In that sense, Spotify isn’t doing anything new here, but it’s gone We are further ahead than our tech competitors. No other technology company has given digital voice an actual human persona. Most companies can speak clearly in common language. “White” voice, unless you change the settings. However, one key difference is that you can’t talk to Spotify’s DJs, you can only listen to them. Spotify had its own voice assistant, Retire in 2022.
An even bigger change is underway at Spotify. The company doesn’t want to be the only music streaming service that is a real competitor in the tech industry.He has more than 12 famous music streaming apps Companies with identical pricing, nearly indistinguishable music libraries, and copycat features.
That’s changing, at least as far as Spotify’s interface is concerned.The company recently adopted the TikTok style A visual feed that lets you scroll through visual content for songs and artists in the music tab. DJ is part of this project, which appears to be a broader effort to categorize what it means to be “on Spotify” in some sort of anthropological sense. We want to be a media company.
The web is moving out of the sameness stage of exploiting top-down creativity. Rather than embracing the unique and interesting nature of their services, tech companies have focused on monetization strategies, copying the capabilities of their competitors and hijacking the best of their own platforms. It was compatible. The booming Big Tech wave of growth we once enjoyed is no longer possible. But it feels like that’s starting to change. In my early days online, most of the internet was reserved for young people and passionate weirdos. That’s pretty much how I feel these days. Being with a Spotify DJ reminded me of my recent travels. Wedding at Taco Bell in Metaverse (seriously). For the first time in years, the internet has become delightfully weird.

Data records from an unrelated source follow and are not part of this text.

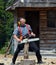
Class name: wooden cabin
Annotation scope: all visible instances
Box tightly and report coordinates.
[6,0,56,52]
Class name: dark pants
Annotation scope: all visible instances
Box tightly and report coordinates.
[12,42,42,64]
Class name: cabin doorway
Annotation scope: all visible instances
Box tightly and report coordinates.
[25,11,40,37]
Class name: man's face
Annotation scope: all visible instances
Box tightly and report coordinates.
[20,18,25,25]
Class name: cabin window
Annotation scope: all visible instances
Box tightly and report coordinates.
[47,11,56,28]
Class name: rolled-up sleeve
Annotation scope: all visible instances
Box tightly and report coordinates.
[13,27,19,35]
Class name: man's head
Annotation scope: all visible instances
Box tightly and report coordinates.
[19,18,26,25]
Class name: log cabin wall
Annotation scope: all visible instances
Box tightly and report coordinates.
[17,8,56,49]
[40,10,56,49]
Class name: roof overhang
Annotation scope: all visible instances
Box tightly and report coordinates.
[6,1,56,10]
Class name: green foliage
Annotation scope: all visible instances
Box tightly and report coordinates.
[0,0,13,53]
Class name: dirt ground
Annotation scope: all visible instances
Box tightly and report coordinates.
[0,55,56,65]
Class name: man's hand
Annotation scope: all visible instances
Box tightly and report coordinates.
[31,32,36,37]
[13,35,22,42]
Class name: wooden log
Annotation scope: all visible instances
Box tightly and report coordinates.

The DJ and I would go back and forth for hours and then come back over the next few days. “Next is a track that you loved, but it’s been a minute since he heard it,” said the DJ. memory I don’t think I’ve heard it since I had a girl play it in 2014. Remembering that moment makes me feel good, a recommendation that can only be made by collecting my data. Then the DJ said “what i learned todayby Hüsker Dü, a really great punk band that I haven’t listened to enough.

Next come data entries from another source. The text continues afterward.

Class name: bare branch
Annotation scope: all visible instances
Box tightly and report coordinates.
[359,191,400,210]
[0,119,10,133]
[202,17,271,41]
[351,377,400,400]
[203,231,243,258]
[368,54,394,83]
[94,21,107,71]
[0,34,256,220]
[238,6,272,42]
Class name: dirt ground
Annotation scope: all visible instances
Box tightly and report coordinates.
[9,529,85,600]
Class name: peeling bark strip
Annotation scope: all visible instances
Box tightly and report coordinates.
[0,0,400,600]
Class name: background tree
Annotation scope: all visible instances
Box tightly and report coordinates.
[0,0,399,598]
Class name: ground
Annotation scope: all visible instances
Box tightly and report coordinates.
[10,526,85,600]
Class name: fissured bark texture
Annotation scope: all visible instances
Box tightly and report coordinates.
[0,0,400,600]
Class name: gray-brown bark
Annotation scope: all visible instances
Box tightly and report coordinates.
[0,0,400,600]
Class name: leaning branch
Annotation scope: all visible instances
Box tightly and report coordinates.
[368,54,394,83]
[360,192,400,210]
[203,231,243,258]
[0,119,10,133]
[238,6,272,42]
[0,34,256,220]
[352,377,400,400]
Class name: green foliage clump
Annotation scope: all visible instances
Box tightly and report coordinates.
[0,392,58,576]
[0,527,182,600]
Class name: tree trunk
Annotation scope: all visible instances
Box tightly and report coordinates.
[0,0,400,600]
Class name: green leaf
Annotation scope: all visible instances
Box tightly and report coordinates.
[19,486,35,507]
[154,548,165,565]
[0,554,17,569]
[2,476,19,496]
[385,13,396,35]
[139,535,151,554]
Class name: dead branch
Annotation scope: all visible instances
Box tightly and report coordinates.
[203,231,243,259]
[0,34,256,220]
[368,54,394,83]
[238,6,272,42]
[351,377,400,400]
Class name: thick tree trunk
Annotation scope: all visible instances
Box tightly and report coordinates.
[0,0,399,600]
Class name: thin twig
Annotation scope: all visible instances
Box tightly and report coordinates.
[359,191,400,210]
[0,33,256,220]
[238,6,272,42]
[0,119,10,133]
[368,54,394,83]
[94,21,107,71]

I haven’t sorted out how I feel about DJ yet, but I don’t hate him.But next time the DJ chimes in that smooth bassHe said that he was listening to “share dee” in the voice of y. This is a rather strange mispronunciation of Hüsker Dü, even taking into account the umlaut. DJ’s can be a little glamorous, but in the end robots always break the magic.
The early 2000s were far from the freedom of the web when it came to enterprise experimentation, too, but things are a little tighter than they used to be. At least on the Internet, “What the hell is going on?”